Al-Imâm al-Faqîh Abî al-Layth Naçr Ibn Muhammad al-Hanafî as-Samarqandî - [373 H]



Al-Faqîh [as-Samarqandî] Abû al-Layth (rahimahullâh) a dit [...] Abû Hurayra (radhiallâhu ’anhu) a dit que le Prophète (sallallahu ’alayhi wa sallam) a dit :


Le père doit à l’égard de son enfant trois devoirs
* Lui choisir un bon nom
* Lui enseigner le Livre [al-Qor’ân] dès qu’il atteint l’âge de raison
* Le marier dès qu’il atteint l’âge de la puberté.



Il est rapporté qu’un homme est venu à ’Oumar (radhiallâhu ’anhu) avec son fils et lui dit :
C’est mon fils et il est ingrat avec moi.

’Oumar (radhiallâhu ’anhu) dit au fils :
« Ne crains-tu pas Allâh avec cette ingratitude à l’égard de ton père ? Le père a un droit comme cela, et un droit comme cela. »

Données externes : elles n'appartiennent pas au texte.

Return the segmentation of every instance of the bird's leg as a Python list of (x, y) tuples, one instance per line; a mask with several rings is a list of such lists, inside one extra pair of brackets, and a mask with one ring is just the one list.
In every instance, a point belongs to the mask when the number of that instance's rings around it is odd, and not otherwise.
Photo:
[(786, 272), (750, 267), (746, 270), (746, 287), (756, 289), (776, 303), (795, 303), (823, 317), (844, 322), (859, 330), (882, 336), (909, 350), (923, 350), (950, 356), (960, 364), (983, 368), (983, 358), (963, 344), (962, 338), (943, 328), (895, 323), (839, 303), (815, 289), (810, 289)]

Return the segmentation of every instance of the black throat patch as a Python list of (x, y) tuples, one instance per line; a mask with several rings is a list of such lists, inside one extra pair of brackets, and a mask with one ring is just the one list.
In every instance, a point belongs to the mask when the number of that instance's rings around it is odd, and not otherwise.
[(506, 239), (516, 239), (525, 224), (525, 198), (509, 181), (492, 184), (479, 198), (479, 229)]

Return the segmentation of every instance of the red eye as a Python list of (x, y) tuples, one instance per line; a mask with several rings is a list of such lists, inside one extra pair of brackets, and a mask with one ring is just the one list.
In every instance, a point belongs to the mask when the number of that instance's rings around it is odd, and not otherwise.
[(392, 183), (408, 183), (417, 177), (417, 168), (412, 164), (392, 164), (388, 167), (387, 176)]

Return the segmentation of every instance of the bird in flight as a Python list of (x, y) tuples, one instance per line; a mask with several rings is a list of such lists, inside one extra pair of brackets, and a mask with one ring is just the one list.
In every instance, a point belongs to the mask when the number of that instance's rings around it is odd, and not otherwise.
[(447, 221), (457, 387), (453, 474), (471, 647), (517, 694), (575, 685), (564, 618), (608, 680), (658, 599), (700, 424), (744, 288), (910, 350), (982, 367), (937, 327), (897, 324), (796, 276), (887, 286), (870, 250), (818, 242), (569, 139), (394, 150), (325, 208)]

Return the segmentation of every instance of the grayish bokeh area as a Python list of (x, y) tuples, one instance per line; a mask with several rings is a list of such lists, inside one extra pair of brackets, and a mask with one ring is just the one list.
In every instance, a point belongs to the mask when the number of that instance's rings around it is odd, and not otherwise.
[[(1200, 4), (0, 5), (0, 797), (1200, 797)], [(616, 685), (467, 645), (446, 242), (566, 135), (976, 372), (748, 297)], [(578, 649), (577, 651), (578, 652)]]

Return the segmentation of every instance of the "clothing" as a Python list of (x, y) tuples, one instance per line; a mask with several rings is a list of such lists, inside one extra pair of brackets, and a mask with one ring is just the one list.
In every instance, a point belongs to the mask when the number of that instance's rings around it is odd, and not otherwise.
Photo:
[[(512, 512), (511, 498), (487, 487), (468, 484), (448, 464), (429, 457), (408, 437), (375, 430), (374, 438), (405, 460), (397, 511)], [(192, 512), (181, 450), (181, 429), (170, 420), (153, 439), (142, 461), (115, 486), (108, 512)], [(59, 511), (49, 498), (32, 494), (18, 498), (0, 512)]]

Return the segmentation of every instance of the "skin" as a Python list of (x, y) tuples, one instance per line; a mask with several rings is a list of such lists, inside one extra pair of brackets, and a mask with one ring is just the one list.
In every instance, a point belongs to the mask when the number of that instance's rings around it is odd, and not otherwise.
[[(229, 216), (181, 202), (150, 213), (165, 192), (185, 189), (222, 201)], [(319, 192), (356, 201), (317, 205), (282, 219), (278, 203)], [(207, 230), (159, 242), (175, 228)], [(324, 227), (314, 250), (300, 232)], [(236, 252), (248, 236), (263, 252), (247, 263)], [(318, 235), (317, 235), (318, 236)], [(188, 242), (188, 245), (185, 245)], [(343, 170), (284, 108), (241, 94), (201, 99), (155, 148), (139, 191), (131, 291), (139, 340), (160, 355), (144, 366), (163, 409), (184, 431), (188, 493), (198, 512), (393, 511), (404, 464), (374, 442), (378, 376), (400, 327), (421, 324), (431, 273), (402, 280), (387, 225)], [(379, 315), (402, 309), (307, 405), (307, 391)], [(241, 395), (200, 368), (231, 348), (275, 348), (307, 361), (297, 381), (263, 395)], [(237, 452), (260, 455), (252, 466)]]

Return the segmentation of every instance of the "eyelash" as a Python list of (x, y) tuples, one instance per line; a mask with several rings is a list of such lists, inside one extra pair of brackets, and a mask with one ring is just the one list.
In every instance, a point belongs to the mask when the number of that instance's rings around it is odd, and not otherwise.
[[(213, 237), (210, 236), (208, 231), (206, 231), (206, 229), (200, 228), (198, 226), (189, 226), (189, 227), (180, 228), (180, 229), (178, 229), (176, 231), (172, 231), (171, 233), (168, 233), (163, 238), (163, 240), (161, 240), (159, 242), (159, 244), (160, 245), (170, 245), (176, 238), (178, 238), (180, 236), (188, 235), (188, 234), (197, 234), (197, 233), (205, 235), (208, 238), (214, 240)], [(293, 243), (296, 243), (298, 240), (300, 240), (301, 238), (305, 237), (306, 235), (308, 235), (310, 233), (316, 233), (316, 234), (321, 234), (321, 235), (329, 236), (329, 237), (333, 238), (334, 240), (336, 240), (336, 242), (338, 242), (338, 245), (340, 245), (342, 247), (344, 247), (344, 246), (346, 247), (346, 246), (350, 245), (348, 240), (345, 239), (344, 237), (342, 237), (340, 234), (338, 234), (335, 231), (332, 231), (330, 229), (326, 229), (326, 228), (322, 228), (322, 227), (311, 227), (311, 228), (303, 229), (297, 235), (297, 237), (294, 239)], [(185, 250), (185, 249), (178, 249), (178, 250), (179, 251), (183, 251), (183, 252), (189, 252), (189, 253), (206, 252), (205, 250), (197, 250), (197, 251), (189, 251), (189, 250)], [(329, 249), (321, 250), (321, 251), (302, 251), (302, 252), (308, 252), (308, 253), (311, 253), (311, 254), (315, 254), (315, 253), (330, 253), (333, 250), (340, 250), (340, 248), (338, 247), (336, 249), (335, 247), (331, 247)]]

L’enfant répondit : « Ô Prince des croyants ! L’enfant n’a t-il pas de droit sur son père ? »

Il [’Oumar] répondit :
« Oui. Il a sur son père le droit de choisir sa mère qui doit être digne d’éloges, cela veut dire, de ne pas se marier avec une femme infâme afin que l’enfant ne soit pas déconsidéré dû à cette femme. »

Et il dit encore :« Lui choisir un bon prénom et lui enseigner le Livre [al-Qor’ân]. »

Et le fils de répondre :« Par Allâh ! Il n’a pas choisit [une bonne] mère, certes elle n’est qu’une esclave parmi les « Sind » [sindiyah] qu’il a acheté pour 400 dirhâms, il ne m’a pas donné un beau prénom, car il m’a appelé « Djou’alân » qui indique le « scarabée », et il ne m’a pas enseigné un seul verset du Livre d’Allâh. »

Alors ’Oumar (radhiallâhu ’anhu) se tourna vers le père et lui dit :
« Tu dis : Mon fils est ingrat à mon égard, alors que c’est toi qui a été ingrat avant qu’il le soit ! Repart. »


Al-Faqîh (rahimahullâh) a dit : J’ai entendu mon père raconter de Abû Hafs al-Iskandarânî, qui était parmi les savants de Samarqand, qu’un homme vint à lui et lui dit : « Mon fils m’a battu et il m’a fait mal. »
Il dit : « Subhâna-LLâh ! L’enfant qui bat son père ? »
L’homme de répondre : « Oui, il m’a battu et m’a fait mal. »
Il [Abû Hafs] lui dit : « Est-ce que tu lui as enseigné la politesse [al-Adab] et la science ? »
L’homme lui dit : « Non. »
Il lui demanda encore : « Et est-ce que tu lui as enseigné le Qor’ân ? »
L’homme lui dit : « Non »
Il [Abû Hafs] lui dit : « Que fait-il dans sa vie ? »
Il répondit : « L’agriculture »
Il lui dit : « Mais sais-tu pourquoi est-ce qu’il t’a battu ? »
Il lui répondit : « Non ».
Et c’est là [que Abû Hafs] lui dit : « Il se peut alors qu’il soit sortit un matin cultiver ses champs, assis sur son âne, ses bœufs tenus entre ses mains et les chiens derrière lui, lui qui ne connaît pas le Qor’ân, et que tu te sois opposé à lui à ce moment, et qu’il t’es prit pour une vache, et c’est la raison pour laquelle il t’a battu, tu devrais certes remercier Allâh qu’il ne t’ait pas brisé la tête ! »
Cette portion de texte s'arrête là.